Statistical analysis

The variant calls were analyzed using R (version 4.3.1; The R Project for Statistical Computing). Data were reported as means or medians for discrete and continuous variables, with counts expressed as percentages of the total. To ensure reliable sequencing across the low-coverage-prone region spanning positions 2,168 to 5,165, a minimum depth of 50 × is typically recommended. In our dataset, the median read depth within this region was 7,026, indicating that our data exceeded the recommended coverage by approximately 140-fold and could be downsampled accordingly without compromising variant detection. Genomic benchmarking of variant callers is crucial for evaluating the concordance between ground-truth variants and called variants, as well as for identifying true positives (TPs), false negatives (FNs), and false positives (FPs). SNPs and indels were compared against our in-house “truth set” using a custom R script, classifying each variant as true positive (TP), false positive (FP), or false negative (FN).

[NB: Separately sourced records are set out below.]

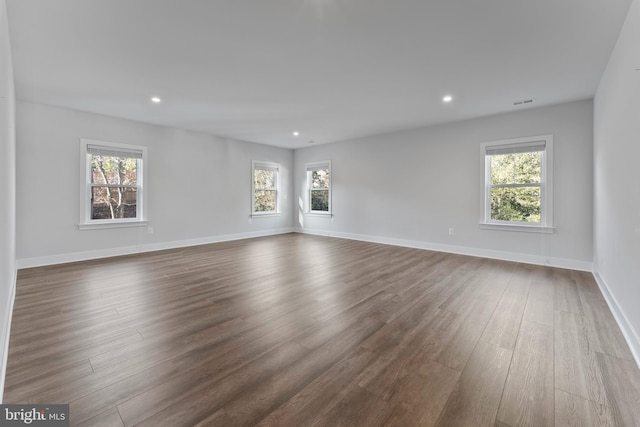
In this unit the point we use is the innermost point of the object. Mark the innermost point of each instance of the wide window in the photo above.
(319, 187)
(518, 183)
(112, 187)
(265, 188)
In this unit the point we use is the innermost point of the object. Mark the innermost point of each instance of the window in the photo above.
(518, 190)
(319, 187)
(112, 184)
(265, 188)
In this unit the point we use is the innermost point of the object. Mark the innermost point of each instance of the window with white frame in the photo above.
(518, 184)
(319, 187)
(112, 192)
(265, 188)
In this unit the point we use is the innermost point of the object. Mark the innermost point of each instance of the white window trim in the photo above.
(85, 222)
(546, 186)
(255, 164)
(309, 167)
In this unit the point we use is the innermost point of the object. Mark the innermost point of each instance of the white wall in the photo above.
(410, 187)
(617, 180)
(199, 186)
(7, 190)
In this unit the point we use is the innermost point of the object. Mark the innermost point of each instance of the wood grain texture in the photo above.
(475, 398)
(297, 330)
(527, 399)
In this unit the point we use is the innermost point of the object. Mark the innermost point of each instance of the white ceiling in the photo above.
(257, 70)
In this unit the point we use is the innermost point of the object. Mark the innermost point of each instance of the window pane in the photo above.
(113, 170)
(320, 178)
(265, 201)
(515, 204)
(113, 202)
(264, 179)
(522, 168)
(320, 200)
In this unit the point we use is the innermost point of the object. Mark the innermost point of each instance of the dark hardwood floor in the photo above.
(298, 330)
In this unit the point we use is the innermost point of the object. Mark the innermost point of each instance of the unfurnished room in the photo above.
(319, 213)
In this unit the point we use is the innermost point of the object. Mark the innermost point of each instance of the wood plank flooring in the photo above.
(297, 330)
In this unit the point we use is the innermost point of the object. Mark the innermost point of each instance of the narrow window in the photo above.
(265, 188)
(319, 187)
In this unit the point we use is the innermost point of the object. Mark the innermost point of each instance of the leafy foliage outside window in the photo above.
(114, 187)
(516, 187)
(265, 193)
(319, 190)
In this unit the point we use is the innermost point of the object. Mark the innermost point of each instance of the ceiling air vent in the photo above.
(523, 102)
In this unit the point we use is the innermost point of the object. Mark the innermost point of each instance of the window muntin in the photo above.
(112, 191)
(265, 188)
(319, 187)
(517, 184)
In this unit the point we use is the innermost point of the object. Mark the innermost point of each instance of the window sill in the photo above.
(319, 214)
(266, 214)
(518, 227)
(119, 224)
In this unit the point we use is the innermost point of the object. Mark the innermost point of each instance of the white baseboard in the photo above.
(5, 333)
(571, 264)
(633, 340)
(128, 250)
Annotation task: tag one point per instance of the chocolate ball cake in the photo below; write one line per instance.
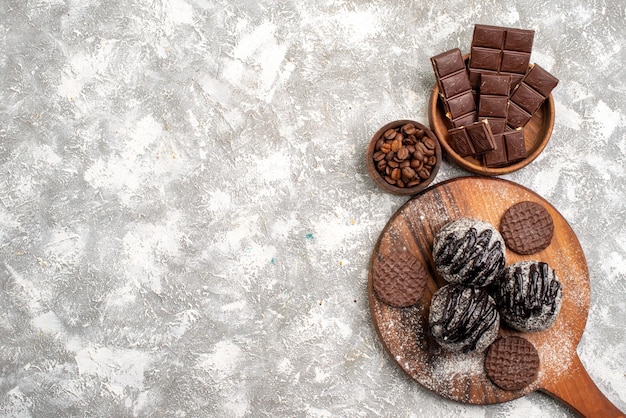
(529, 296)
(469, 251)
(463, 318)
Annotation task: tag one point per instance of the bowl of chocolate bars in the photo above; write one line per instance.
(492, 109)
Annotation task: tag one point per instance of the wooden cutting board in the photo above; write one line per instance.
(461, 377)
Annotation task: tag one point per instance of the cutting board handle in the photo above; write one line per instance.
(577, 390)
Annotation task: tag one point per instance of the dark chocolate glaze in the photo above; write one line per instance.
(541, 292)
(481, 260)
(478, 316)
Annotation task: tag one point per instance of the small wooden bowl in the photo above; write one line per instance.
(378, 178)
(536, 136)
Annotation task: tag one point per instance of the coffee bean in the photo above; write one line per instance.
(416, 164)
(430, 144)
(390, 134)
(405, 156)
(408, 172)
(396, 144)
(409, 129)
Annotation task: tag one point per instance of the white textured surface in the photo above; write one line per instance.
(185, 215)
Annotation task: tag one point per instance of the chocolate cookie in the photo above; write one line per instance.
(463, 318)
(527, 227)
(529, 296)
(512, 362)
(399, 279)
(469, 252)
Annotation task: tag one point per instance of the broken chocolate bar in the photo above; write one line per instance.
(510, 147)
(529, 95)
(473, 139)
(454, 87)
(493, 100)
(497, 49)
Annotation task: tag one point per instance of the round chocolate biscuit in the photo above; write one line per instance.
(399, 280)
(512, 362)
(527, 227)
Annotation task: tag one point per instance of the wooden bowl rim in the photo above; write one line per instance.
(380, 181)
(434, 112)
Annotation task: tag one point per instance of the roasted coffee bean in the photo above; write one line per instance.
(405, 156)
(390, 134)
(409, 129)
(416, 164)
(403, 153)
(408, 172)
(428, 142)
(396, 144)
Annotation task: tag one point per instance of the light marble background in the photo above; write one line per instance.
(186, 218)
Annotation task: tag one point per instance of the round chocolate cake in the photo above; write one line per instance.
(469, 251)
(529, 296)
(463, 318)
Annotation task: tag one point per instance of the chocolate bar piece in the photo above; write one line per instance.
(529, 95)
(474, 139)
(493, 100)
(460, 142)
(498, 49)
(510, 147)
(454, 87)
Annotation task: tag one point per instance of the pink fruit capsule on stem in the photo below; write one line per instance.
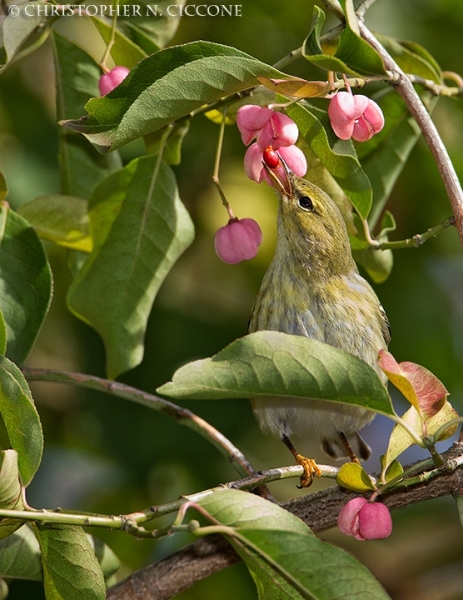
(111, 80)
(365, 520)
(238, 240)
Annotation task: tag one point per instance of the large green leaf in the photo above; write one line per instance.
(337, 156)
(384, 156)
(283, 556)
(20, 556)
(412, 58)
(140, 227)
(270, 363)
(353, 56)
(71, 570)
(77, 76)
(21, 419)
(60, 219)
(25, 283)
(165, 87)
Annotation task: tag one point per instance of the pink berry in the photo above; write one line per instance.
(271, 158)
(238, 240)
(355, 117)
(250, 119)
(111, 80)
(279, 131)
(365, 520)
(295, 159)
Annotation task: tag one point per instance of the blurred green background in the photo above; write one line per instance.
(106, 455)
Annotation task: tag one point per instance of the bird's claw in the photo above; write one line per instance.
(311, 469)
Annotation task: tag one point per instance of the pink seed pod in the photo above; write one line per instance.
(356, 117)
(250, 119)
(279, 131)
(370, 123)
(271, 158)
(111, 80)
(365, 520)
(238, 240)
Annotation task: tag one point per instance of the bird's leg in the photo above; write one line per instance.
(350, 453)
(308, 464)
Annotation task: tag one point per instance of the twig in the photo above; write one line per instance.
(170, 576)
(416, 107)
(183, 415)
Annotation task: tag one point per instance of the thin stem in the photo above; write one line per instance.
(183, 415)
(437, 89)
(334, 7)
(111, 39)
(416, 241)
(288, 59)
(362, 9)
(215, 174)
(416, 107)
(408, 429)
(437, 434)
(436, 457)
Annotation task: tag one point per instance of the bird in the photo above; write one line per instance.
(313, 288)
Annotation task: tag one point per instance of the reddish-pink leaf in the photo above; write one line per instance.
(419, 386)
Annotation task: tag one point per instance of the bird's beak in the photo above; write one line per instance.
(281, 180)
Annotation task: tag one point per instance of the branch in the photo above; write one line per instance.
(172, 575)
(183, 415)
(416, 107)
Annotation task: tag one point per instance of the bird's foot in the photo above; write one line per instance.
(311, 469)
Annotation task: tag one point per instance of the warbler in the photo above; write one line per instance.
(313, 288)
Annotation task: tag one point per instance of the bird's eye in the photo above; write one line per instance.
(306, 203)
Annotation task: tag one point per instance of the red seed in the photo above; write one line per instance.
(271, 158)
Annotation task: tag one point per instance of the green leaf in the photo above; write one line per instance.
(20, 556)
(384, 156)
(21, 419)
(271, 363)
(353, 56)
(411, 58)
(353, 477)
(171, 147)
(16, 29)
(71, 570)
(337, 156)
(400, 439)
(10, 492)
(60, 219)
(25, 283)
(124, 52)
(284, 558)
(108, 560)
(166, 87)
(77, 75)
(140, 228)
(297, 87)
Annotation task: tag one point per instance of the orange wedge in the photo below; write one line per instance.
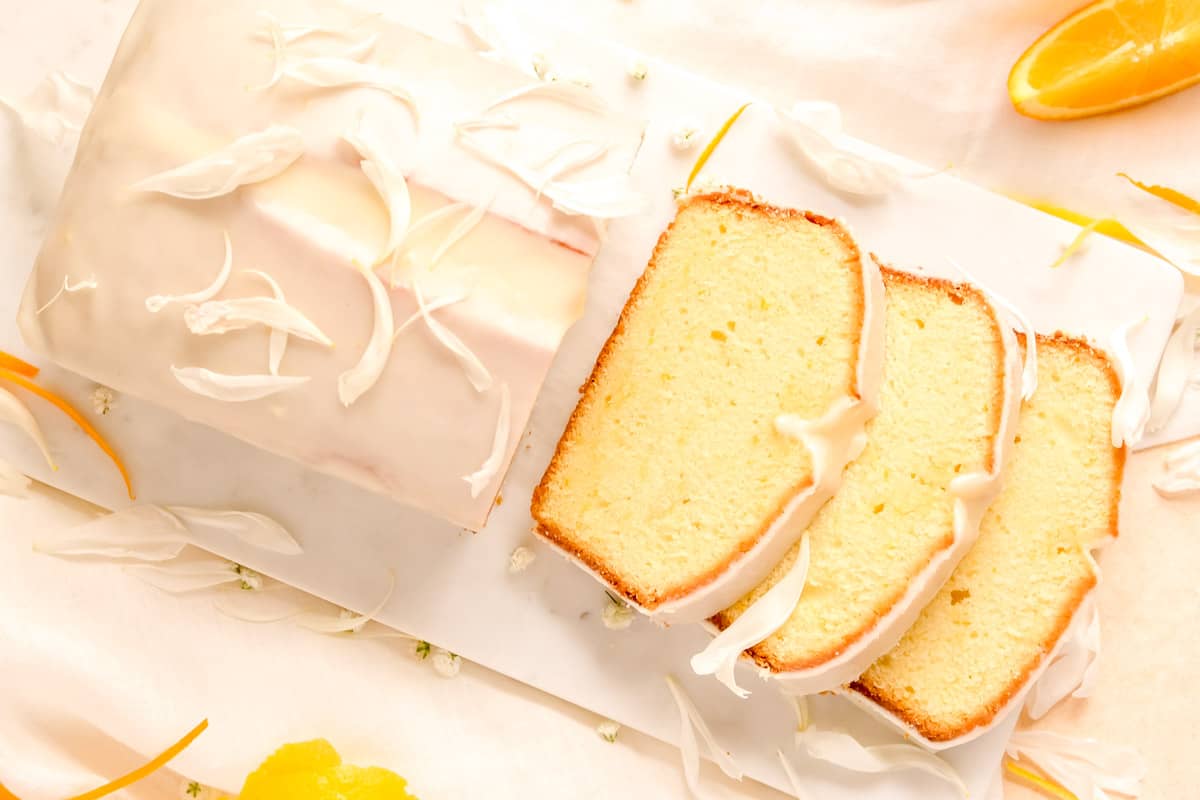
(1108, 55)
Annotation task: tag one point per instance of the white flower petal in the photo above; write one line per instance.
(457, 234)
(445, 663)
(501, 36)
(346, 623)
(1072, 671)
(793, 780)
(144, 533)
(845, 751)
(388, 179)
(17, 413)
(601, 198)
(1086, 768)
(760, 620)
(520, 559)
(69, 288)
(570, 94)
(1132, 410)
(1182, 476)
(483, 477)
(157, 302)
(216, 317)
(234, 389)
(186, 576)
(815, 127)
(690, 723)
(1174, 371)
(13, 483)
(251, 158)
(333, 72)
(361, 377)
(477, 373)
(277, 343)
(255, 529)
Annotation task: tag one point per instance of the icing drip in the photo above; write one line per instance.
(481, 479)
(1132, 410)
(1182, 471)
(972, 494)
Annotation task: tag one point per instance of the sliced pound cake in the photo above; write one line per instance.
(910, 505)
(982, 639)
(672, 483)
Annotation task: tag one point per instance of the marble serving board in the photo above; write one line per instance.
(543, 626)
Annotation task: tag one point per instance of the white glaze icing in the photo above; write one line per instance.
(972, 494)
(168, 102)
(1080, 618)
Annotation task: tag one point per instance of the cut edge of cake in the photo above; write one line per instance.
(846, 420)
(972, 493)
(1074, 615)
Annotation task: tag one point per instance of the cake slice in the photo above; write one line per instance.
(910, 505)
(671, 482)
(327, 156)
(991, 627)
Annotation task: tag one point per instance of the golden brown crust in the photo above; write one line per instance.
(735, 198)
(959, 293)
(936, 731)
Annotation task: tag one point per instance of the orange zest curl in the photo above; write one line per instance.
(66, 408)
(22, 368)
(1043, 783)
(150, 767)
(712, 145)
(1167, 193)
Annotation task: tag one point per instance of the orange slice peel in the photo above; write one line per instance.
(1108, 55)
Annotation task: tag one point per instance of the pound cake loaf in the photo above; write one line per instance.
(985, 636)
(671, 482)
(295, 240)
(910, 505)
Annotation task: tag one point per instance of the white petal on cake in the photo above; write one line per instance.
(157, 302)
(234, 389)
(363, 376)
(250, 158)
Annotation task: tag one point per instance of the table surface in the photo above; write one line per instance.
(927, 80)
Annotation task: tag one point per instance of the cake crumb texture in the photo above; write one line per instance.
(1012, 597)
(671, 465)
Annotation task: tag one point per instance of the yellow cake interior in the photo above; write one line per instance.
(671, 465)
(940, 408)
(1013, 595)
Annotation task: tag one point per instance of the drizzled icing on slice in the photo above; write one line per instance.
(1132, 410)
(481, 479)
(250, 158)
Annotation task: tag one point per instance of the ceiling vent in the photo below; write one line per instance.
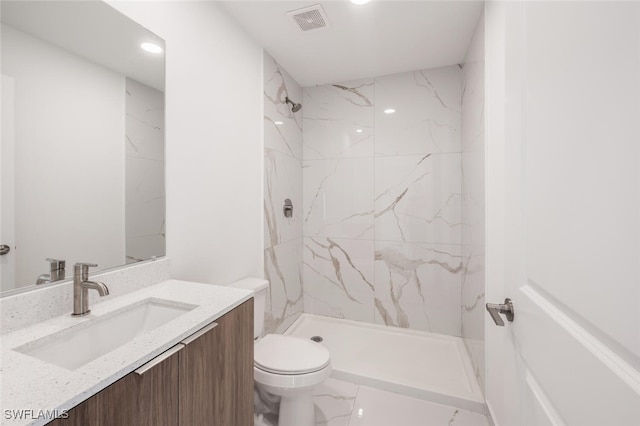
(309, 18)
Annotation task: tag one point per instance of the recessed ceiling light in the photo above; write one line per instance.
(151, 47)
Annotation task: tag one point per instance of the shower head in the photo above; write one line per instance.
(294, 106)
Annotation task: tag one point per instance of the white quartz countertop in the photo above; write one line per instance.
(35, 386)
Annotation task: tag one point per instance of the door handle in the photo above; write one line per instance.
(157, 360)
(505, 308)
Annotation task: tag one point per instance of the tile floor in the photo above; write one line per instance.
(340, 403)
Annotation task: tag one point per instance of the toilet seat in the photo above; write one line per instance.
(286, 355)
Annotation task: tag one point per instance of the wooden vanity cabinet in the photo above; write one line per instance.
(147, 399)
(216, 372)
(207, 382)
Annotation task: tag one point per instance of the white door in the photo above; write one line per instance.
(7, 184)
(563, 212)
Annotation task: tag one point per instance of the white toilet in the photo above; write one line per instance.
(286, 366)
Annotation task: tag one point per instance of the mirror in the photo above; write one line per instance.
(82, 148)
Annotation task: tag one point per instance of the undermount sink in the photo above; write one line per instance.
(74, 347)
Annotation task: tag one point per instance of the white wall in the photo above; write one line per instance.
(213, 141)
(473, 205)
(69, 124)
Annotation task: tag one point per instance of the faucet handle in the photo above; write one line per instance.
(56, 264)
(83, 268)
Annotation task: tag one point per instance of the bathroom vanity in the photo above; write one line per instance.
(195, 369)
(209, 380)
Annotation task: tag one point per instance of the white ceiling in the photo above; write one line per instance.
(379, 38)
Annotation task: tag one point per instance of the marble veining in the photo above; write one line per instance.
(339, 199)
(145, 192)
(283, 179)
(340, 272)
(29, 383)
(417, 286)
(285, 137)
(418, 198)
(427, 117)
(339, 120)
(283, 270)
(381, 192)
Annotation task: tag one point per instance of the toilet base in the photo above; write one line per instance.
(297, 411)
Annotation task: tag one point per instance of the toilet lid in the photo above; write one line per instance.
(289, 355)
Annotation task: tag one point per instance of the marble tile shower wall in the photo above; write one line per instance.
(382, 200)
(283, 179)
(145, 194)
(473, 237)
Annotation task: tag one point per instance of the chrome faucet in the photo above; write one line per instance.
(81, 286)
(56, 268)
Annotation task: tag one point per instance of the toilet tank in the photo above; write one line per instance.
(259, 287)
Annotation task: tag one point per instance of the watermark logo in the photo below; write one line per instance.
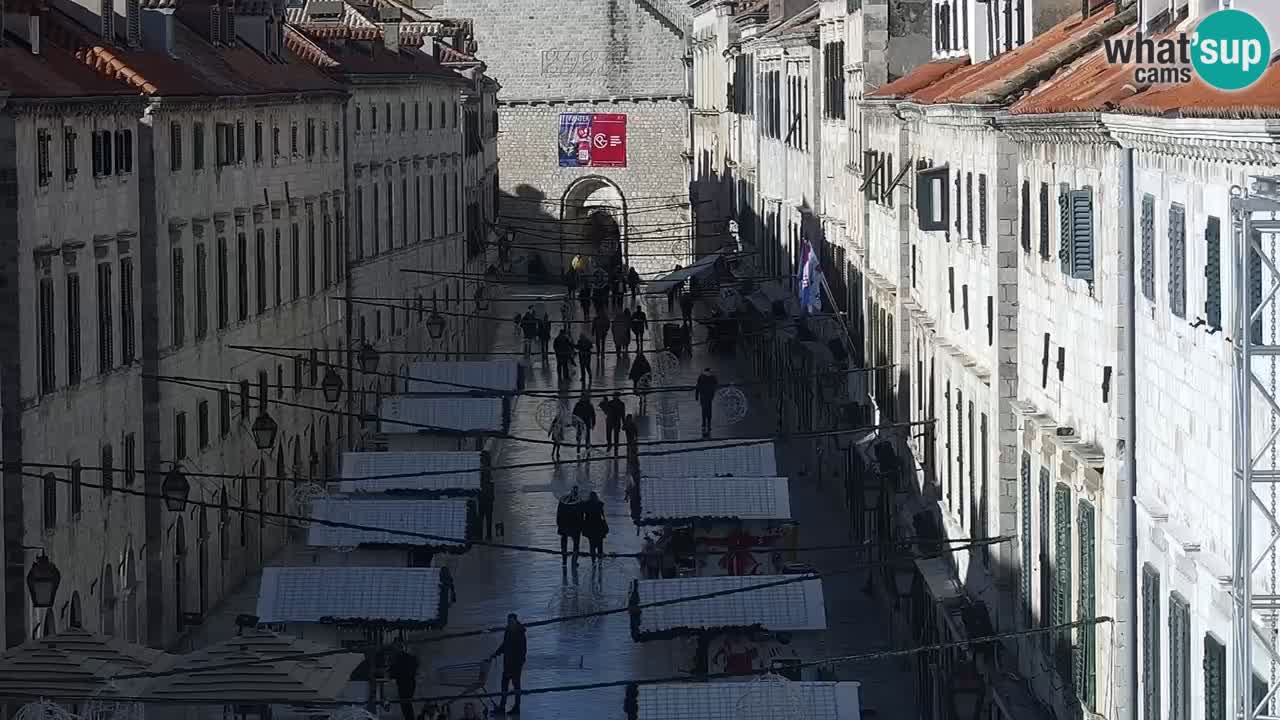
(1229, 50)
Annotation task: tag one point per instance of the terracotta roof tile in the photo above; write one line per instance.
(1198, 100)
(1011, 73)
(919, 78)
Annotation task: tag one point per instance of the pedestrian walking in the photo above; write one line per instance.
(568, 524)
(485, 507)
(600, 329)
(705, 392)
(584, 359)
(403, 670)
(613, 410)
(584, 411)
(640, 368)
(529, 326)
(595, 527)
(513, 651)
(634, 283)
(557, 433)
(544, 335)
(563, 347)
(639, 324)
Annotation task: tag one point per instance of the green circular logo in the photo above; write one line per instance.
(1230, 49)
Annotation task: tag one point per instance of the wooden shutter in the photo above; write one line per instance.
(1214, 273)
(1080, 203)
(1178, 260)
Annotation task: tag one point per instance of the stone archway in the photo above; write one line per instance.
(593, 223)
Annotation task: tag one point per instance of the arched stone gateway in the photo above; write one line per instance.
(593, 224)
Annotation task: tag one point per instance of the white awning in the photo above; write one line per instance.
(365, 472)
(403, 414)
(671, 279)
(444, 518)
(740, 499)
(712, 459)
(794, 606)
(329, 595)
(725, 701)
(483, 377)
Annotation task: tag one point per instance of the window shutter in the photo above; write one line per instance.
(1082, 235)
(1178, 260)
(1148, 246)
(1214, 273)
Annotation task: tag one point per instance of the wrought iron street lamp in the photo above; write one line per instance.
(332, 384)
(264, 431)
(42, 582)
(176, 488)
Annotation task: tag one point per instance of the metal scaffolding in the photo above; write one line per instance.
(1255, 432)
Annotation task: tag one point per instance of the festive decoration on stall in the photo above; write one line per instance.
(730, 405)
(769, 697)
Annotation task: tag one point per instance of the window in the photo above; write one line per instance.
(108, 470)
(197, 146)
(1212, 274)
(260, 270)
(1178, 260)
(1151, 657)
(201, 291)
(123, 151)
(242, 277)
(105, 323)
(223, 301)
(44, 172)
(73, 329)
(101, 142)
(1215, 679)
(202, 424)
(68, 154)
(50, 501)
(1086, 655)
(179, 436)
(174, 146)
(1179, 659)
(48, 355)
(179, 315)
(77, 495)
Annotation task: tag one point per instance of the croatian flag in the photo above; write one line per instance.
(809, 279)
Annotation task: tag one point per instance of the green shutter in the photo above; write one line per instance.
(1150, 643)
(1215, 679)
(1086, 654)
(1027, 538)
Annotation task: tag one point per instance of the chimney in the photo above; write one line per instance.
(389, 22)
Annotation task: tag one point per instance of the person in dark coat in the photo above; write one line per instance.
(584, 358)
(403, 670)
(600, 329)
(568, 524)
(563, 347)
(640, 368)
(513, 651)
(544, 335)
(613, 410)
(639, 324)
(584, 411)
(595, 527)
(529, 326)
(686, 309)
(705, 392)
(634, 283)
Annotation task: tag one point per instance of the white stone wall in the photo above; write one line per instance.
(69, 227)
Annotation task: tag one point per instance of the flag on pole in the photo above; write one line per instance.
(808, 279)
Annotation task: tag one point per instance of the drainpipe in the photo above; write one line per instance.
(1127, 529)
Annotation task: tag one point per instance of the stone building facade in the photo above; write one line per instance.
(593, 57)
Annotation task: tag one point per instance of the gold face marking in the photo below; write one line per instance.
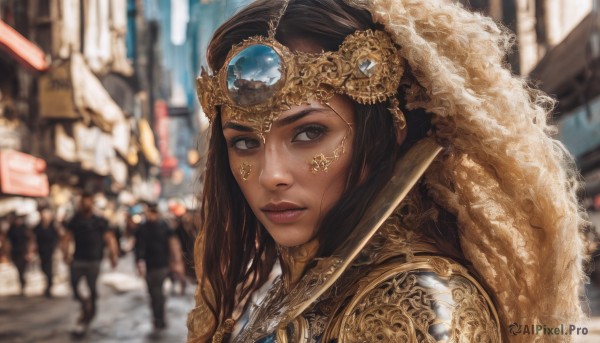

The script also computed key performance metrics, including precision (positive predictive value [PPV]), recall (sensitivity), and F1-score (harmonic mean of precision and recall), using the following formulas:

$${\text{Precision}} = {\text{True}}\;{\text{Positives}}/\left( {{\text{True}}\;{\text{Positives}} + {\text{False}}\;{\text{Positives}}} \right)$$
(1)
$${\text{Recall}} = {\text{True}}\;{\text{Positives}}/\left( {{\text{True}}\;{\text{Positives}} + {\text{False}}\;{\text{Negatives}}} \right)$$
(2)
$${\text{F1}} - {\text{Score}} = {2} \times \left( {{\text{Precision}} \times {\text{Recall}}} \right)/\left( {{\text{Precision}} + {\text{Recall}}} \right)$$
(3)

Phylogenetic analysis

Polished 12 clinical patient samples’ FASTA sequences, generated with Canu, and HPV16 variant lineages and sub-lineages reference sequences were manually concatenated and subjected to Molecular Evolutionary Genetics Analysis version 11 (MEGA 11) software for pairwise and multiple sequence alignment. We analyzed the resulting Newick tree in the Chiplot Version 2.6.1 online tool.